30 de Abril de 2013 / às 15:48 / em 5 anos

Oi tem melhora operacional no 1o tri; endividamento cresce

Por Sérgio Spagnuolo

RIO DE JANEIRO, 30 Abr (Reuters) - A Oi divulgou resultados operacionais sólidos no primeiro trimestre, com avanço na receita e na geração de caixa operacional, ajudados pelo desempenho em telefonia móvel e em serviços residenciais, mas o nível de endividamento superou o patamar máximo estipulado para pagamento de dividendos.

A operadora de telecomunicações enfrentou o receio de investidores nesse começo do ano sobre sua capacidade de cumprir metas estabelecidas para os próximos anos, após a saída de Francisco Valim do comando, em janeiro.

Uma delas diz respeito à política de remuneração de acionistas, no total de 8 bilhões de reais até 2015, que só seria implementada mediante um nível de endividamento máximo de 3 vezes a dívida líquida sobre o Ebitda (lucro antes de juros, impostos, depreciação e amortização). Neste ano o pagamento a acionistas está previsto em 2 bilhões de reais.

No primeiro trimestre, contudo, a dívida líquida do grupo disparou 63,3 por cento, para 27,5 bilhões de reais, levando esse índice de alavancagem para 3,05 vezes.

“O nível de endividamento da companhia está em linha com o esperado para este trimestre”, disse o diretor financeiro da empresa, Alex Zornig, em resposta a perguntas da Reuters feitas por email.

“Apesar do aumento ocorrido neste trimestre, a companhia está em processo de venda de ativos não estratégicos, o que manterá sua alavancagem controlada e permitirá a execução dos investimentos anunciados”, acrescentou.

A companhia espera ter um acréscimo de 1 bilhão de reais ao caixa “nos próximos meses” com a venda de direitos de uso de torres fixas, afirmou Zornig em teleconferência com analistas.

“Já realizamos a venda de direito de uso de torre fixa, e que nos próximos meses devem entrar 1 bilhão de reais, só nesse assunto específico, de caixa”, disse o executivo.

Esse negócio refere-se a 4.000 torres, segundo ele, acrescentando que a Oi “tem um potencial maior do que isso” para potenciais novas vendas.
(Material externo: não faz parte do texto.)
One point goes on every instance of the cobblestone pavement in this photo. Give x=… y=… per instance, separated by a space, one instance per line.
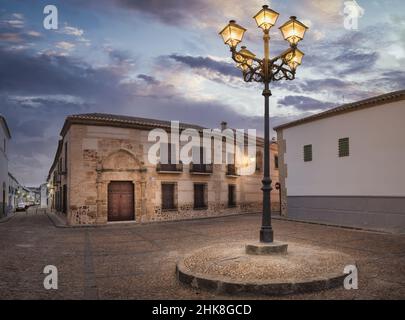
x=138 y=261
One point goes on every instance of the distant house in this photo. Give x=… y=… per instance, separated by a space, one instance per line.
x=346 y=165
x=5 y=136
x=44 y=196
x=14 y=192
x=101 y=173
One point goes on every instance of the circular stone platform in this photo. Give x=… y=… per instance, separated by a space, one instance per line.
x=227 y=268
x=261 y=248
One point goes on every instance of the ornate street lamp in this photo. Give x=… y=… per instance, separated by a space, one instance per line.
x=266 y=70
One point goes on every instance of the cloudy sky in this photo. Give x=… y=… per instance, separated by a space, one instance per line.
x=164 y=59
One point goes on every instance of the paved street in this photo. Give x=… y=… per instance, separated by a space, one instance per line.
x=138 y=261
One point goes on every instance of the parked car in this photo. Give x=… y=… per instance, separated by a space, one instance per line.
x=21 y=207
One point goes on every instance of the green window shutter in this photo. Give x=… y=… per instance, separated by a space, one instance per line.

A conclusão da operação está sujeita à aprovação da Agência Nacional de Telecomunicações (Anatel) e do Conselho Administrativo de Defesa Econômica (Cade).

A companhia encerrou o trimestre com um saldo de caixa de 6,058 bilhões de reais ante 16,012 bilhões de reais ao final dos três primeiros meses do ano passado.

Mesmo com o nível de endividamento, a Oi não tem problemas de liquidez nem de obtenção de crédito, disse Zornig. “Tem fila de bancos querendo emprestar para nós, nós não queremos exatamente para manter nosso perfil de dívida longo e num custo razoável”.

Às 12h42, a ação preferencial da empresa subia 2,98 por cento, a 5,18 reais.

RESULTADO OPERACIONAL

No âmbito operacional, o segmento móvel impulsionou os negócios, puxado principalmente por seu foco em celulares pós-pagos. Isso ajudou a compensar uma queda de 3,8 por cento na receita média por usuário (Arpu, na sigla em inglês), um indicador de rentabilidade, que encerrou o trimestre a 20,5 reais, afetado por uma redução na receita com interconexão da rede móvel.

O segmento pós-pago disparou 19,6 por cento no primeiro trimestre na comparação anual, para 6,66 milhões de linhas, ajudando a receita líquida móvel a crescer 10 por cento no período, para 2,3 bilhões de reais.

Com isso, a receita líquida total de janeiro a março subiu 3,5 por cento, para 7 bilhões de reais, auxiliada também por um avanço de 5,2 por cento na receita do segmento residencial, cujo Arpu cresceu 9 por cento no trimestre. Analistas esperavam, em média, receita de 7,15 bilhões de reais.

A geração de caixa operacional, medida pelo lucro antes de juros, impostos, depreciação e amortização (Ebitda), avançou 6,6 por cento, para 2,15 bilhões de reais, em linha com as previsões. A margem no período passou de 29,7 para 30,5 por cento.

Os investimentos da Oi totalizaram 1,7 bilhão de reais de janeiro a março, alta de 55 por cento ano a ano, principalmente por conta da expansão das redes 3G e 4G e para aumento da capacidade e alcance da rede fixa.

O lucro líquido da Oi totalizou 262 milhões de reais no primeiro trimestre, ante 444 milhões apurados um ano antes. Segundo a empresa, por conta da reestruturação societária aprovada em fevereiro de 2012, esses números não têm uma base de comparação precisa, considerando que referem-se a um mês de resultados da nova holding Oi S.A. e a dois meses da antiga Brasil Telecom.